Perhaps I am being too hard on good folks who are doing the best they can, but, doggoneit, I am tired of pretense and lack of any real "there there" and I think my fellow UUs are feeling the same. We need better stuff from the president of our seminary which is turning out people to work with us in our congregations. We UUs are as trapped in our culture as any and the thing we long for is genuine liberation - we seek the meaning of our lives and much of that meaning can be found in service to others, but not without spiritual depth. Reductionist materialism (as a rock bottom philosophy of life) ain't going to get us there - it won't even get us out the door. A political agenda based on reductionist materialism is a dead end - why liberate the huddled masses if all they are is just a slab of meat with neuropetides? Until we recognize either that evolution is taking us collectively towards divinity and that glowing embers of that divinity are in us (a la Whitehead, Chardin, and the German Idealisists) or we believe that involution has brought divinity deep into our our material existence and into our humanness (a la Plotinus, Eckhardt, Sankara and Nagarjuna), or both (a la Aurobindo), we might as well go back to watching TV.
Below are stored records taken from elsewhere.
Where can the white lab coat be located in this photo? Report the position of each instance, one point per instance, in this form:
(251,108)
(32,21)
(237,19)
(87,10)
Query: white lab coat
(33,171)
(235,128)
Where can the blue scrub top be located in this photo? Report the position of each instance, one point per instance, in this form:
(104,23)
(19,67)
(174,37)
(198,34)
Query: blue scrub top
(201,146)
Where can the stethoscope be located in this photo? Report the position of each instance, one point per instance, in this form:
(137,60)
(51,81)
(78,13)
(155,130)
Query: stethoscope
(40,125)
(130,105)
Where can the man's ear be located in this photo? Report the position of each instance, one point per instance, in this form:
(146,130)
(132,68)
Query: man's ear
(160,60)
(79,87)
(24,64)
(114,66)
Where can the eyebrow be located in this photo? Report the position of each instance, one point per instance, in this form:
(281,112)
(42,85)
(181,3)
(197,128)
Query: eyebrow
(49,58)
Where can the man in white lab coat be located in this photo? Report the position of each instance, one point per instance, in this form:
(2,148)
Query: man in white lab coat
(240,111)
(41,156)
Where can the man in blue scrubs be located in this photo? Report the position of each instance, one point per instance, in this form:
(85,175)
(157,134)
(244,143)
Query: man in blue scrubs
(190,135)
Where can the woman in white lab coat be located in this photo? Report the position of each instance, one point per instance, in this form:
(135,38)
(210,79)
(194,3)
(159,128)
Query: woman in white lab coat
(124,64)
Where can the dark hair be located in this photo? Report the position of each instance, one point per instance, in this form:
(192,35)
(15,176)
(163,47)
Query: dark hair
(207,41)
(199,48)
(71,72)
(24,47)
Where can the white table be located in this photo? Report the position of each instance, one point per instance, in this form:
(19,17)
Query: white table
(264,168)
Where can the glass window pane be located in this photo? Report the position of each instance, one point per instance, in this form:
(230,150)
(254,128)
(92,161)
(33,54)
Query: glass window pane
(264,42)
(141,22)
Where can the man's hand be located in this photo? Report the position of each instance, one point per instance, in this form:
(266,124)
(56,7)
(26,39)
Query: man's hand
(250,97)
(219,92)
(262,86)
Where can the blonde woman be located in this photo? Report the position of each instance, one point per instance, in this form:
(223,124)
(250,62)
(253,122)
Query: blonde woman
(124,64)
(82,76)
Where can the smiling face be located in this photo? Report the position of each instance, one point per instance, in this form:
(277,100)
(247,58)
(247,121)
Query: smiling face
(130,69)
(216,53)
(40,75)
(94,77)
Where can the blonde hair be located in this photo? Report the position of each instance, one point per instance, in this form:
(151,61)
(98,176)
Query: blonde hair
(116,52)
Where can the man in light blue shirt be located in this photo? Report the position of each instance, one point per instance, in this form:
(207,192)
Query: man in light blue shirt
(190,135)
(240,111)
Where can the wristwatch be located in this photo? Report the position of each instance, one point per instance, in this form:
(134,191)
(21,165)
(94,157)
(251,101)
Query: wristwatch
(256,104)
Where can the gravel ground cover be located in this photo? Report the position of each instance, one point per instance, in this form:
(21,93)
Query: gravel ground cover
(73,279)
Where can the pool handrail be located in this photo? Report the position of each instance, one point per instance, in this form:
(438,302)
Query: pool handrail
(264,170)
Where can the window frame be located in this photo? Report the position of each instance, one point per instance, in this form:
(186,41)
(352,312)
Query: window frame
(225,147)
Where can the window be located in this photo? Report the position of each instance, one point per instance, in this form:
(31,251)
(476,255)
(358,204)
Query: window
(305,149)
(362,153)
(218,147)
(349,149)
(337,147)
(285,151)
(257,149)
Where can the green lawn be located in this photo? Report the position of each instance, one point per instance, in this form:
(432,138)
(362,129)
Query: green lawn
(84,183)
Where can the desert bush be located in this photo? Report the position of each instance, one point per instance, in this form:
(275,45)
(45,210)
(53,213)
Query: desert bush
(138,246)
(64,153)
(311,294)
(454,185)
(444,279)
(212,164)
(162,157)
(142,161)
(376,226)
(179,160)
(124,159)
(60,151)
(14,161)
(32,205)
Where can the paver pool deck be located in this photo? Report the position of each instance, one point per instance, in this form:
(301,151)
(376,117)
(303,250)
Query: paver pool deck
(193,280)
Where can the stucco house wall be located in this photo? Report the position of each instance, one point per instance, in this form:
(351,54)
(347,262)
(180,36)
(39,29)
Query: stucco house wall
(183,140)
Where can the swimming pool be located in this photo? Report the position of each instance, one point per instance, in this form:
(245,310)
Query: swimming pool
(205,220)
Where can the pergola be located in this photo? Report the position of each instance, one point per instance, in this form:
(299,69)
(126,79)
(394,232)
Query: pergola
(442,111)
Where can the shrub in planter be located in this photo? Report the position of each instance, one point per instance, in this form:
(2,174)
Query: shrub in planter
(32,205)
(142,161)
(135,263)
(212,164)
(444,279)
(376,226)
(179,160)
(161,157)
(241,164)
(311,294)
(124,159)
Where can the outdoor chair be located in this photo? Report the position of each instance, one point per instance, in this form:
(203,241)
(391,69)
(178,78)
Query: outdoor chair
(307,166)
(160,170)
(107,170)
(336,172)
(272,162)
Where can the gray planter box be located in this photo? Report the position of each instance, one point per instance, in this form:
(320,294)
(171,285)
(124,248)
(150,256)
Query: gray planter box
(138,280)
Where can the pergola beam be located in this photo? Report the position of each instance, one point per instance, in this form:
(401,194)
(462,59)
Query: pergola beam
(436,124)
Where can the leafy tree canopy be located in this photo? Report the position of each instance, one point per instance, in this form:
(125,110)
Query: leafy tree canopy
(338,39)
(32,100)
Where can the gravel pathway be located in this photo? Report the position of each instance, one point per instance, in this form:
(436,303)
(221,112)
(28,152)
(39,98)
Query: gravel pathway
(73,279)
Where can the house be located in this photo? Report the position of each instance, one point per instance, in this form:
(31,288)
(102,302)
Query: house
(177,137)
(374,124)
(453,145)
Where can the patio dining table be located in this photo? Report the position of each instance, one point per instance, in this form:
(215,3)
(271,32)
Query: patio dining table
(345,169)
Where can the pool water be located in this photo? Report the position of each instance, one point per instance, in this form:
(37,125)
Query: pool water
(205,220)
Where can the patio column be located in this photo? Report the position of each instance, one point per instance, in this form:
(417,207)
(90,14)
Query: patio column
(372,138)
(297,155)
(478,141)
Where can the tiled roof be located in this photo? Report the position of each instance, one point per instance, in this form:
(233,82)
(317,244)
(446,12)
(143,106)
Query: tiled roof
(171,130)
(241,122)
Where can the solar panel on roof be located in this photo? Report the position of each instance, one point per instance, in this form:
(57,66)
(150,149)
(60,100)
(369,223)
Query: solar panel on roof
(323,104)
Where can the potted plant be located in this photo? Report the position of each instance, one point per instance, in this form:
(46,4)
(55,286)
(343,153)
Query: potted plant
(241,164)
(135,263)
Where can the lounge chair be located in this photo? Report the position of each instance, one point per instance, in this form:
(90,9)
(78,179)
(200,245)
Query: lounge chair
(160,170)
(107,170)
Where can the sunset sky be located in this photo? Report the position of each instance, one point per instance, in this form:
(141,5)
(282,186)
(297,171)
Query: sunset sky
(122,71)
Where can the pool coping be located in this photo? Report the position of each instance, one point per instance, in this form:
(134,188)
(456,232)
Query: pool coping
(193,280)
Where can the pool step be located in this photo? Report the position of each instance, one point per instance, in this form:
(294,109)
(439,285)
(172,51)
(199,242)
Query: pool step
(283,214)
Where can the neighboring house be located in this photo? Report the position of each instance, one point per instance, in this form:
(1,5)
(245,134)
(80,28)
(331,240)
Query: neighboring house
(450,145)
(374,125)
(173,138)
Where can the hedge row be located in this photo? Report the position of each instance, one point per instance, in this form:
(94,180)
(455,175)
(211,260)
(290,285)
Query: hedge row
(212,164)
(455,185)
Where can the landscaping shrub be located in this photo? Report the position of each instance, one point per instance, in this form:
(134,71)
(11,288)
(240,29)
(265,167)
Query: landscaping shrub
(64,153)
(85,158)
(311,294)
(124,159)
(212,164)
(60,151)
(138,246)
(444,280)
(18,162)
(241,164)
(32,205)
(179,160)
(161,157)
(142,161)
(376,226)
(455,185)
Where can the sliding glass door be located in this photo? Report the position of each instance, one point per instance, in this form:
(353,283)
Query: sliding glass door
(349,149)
1. This is not to deny concepts of moral development - there are higher and lower stages of moral development. It is only to disparage the notion that morality can be used as another form of oppressive heirarchy. The moral high ground does not permit you to dehumanize those who are developing to your level.
© 2008. Matthew Wesley. All rights reserved.

3 comments:

Anonymous said...

Incredible blog entry. Your discussion on the Chaordic Path and the Bullfrogs in the Wheelbarrow was a highlight of my experience at AGM. Thanks for your deep thought and perspective.

Vern S.

Robin Edgar said...

Is there a copy of Rev. Parker`s keynote address posted to the internet somewhere? Could it be a recycled sermon? It would be good to be able to enter into a free and responsible search for the truth and meaning of your critique of her address.

Anonymous said...

Vern,

Thanks for your kind words. Much appreciated.